Nikon Dfの仕様ページから引用した動作確認SDカード

■ 容量

 「たくさん詰め込めて数日間の旅行でも1枚で済む」となると便利そうですが、クラッシュした時のリスクを考えると大容量というのも少し怖い感じがします。私の場合300~400枚位を一つの区切りとしているので、RAWやRAW+は32GB、jpegは16GBを選んでいましたが、大容量化で最近は16GB以下は少し影が薄くなってきました。

 何GBを買うのが良いという正解は無いのですが、何日分ものデータをバックアップ無しで保存というのはあまりにもリスクが高すぎますので、1000円少々で購入できる32GB位の容量が自分も使っていますし個人的にはオススメです。また数日間の旅行の場合はバックアップもリスク回避の方法としておすすめです。

■ 実際にあったSDカードにまつわるトラブル事例

・ ケース1

 ある日GRⅢを持って撮影に出掛けましたが、途中鏡筒が動かなくなり、動作しなくなってしまいました。スクエア新宿(当時)へ持っていきSDカードを抜くと(預ける時はSDカードは抜くよう指示される)正常に動作し始めました。
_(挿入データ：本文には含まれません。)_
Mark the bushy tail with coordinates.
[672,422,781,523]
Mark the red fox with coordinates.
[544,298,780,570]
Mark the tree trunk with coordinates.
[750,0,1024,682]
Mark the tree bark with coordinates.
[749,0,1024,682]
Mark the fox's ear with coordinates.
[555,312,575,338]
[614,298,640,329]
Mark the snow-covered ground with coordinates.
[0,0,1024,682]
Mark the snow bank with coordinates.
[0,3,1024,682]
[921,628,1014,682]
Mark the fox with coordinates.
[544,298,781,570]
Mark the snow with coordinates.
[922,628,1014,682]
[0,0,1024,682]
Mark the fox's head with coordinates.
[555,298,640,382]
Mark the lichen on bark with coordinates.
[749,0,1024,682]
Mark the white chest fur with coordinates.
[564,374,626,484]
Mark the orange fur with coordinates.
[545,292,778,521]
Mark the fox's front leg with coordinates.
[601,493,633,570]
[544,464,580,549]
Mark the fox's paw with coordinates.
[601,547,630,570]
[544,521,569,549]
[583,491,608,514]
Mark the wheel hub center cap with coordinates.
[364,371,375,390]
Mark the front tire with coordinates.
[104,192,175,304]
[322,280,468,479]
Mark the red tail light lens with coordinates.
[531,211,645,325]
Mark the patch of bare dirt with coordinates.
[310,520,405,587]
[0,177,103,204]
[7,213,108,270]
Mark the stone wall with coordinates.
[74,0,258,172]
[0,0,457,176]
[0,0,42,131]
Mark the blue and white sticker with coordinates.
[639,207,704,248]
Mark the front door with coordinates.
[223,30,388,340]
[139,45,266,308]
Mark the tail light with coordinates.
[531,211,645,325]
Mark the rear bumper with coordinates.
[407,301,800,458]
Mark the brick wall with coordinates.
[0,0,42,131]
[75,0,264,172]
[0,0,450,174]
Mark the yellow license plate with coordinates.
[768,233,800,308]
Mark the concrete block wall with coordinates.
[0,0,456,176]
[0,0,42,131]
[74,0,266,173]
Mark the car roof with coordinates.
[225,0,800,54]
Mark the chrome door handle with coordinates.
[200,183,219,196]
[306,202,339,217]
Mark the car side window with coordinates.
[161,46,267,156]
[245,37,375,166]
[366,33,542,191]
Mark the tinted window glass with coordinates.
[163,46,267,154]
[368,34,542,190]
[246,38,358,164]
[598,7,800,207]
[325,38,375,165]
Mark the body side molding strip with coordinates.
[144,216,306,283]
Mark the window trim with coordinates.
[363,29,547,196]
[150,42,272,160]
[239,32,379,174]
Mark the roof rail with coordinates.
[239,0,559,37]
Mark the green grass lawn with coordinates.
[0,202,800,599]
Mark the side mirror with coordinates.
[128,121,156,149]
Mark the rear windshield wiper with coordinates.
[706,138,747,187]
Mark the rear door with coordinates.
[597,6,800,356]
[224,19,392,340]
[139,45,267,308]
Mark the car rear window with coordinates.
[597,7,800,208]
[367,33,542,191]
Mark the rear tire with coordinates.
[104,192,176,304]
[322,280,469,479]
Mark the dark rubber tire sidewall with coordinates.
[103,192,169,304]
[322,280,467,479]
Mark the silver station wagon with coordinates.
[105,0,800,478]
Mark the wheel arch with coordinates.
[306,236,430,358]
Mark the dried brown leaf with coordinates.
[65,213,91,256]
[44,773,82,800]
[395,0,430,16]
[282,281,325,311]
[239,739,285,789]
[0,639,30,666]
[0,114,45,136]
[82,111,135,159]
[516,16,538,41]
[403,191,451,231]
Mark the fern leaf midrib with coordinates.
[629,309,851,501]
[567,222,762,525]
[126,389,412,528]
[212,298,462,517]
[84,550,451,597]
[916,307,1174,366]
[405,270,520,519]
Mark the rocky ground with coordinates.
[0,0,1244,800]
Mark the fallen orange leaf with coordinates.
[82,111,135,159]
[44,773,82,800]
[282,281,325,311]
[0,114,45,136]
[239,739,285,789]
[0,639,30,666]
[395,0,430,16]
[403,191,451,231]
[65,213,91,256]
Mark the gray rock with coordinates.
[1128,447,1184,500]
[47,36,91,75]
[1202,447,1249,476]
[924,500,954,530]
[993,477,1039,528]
 家に帰ってみてそのSDカードを指すと何回かに一度動作不良を起こしましたのでまさかのSDカードに起因する動作不良でした。動作確認しているメーカーではありませんでしたが、結構名前の知られているメーカーのSDカードで3年弱位使用しているものものでした。動作確認をしているサンディスク製のものに買い替えてから同様の不具合は発生していません。

・ ケース2

 32GBのSDカードをK-70で使用していましたが、ある時期から2~300枚撮ると1枚位の割合でRAWデータが保存されないトラブルが発生しました。RAW+で撮影していましたが、jpegデータは正常に記録されていました。スクエア新宿(当時)へ持っていきアドバイスを求めるとSDカードが怪しいのではないかとの答え。

 動作確認しているメーカーではありませんでしたが、結構名前の知られているメーカーのSDカードで2年半位使用しているものものでした。動作確認をしているサンディスク製のものに買い替えてから同様の不具合は発生していません。

 ということで我が家では全てサンディスク製に交換、その後1年~1年半の間にトラブルはありませんが、この様な経緯を考え2年ごとに新調しようと思っています。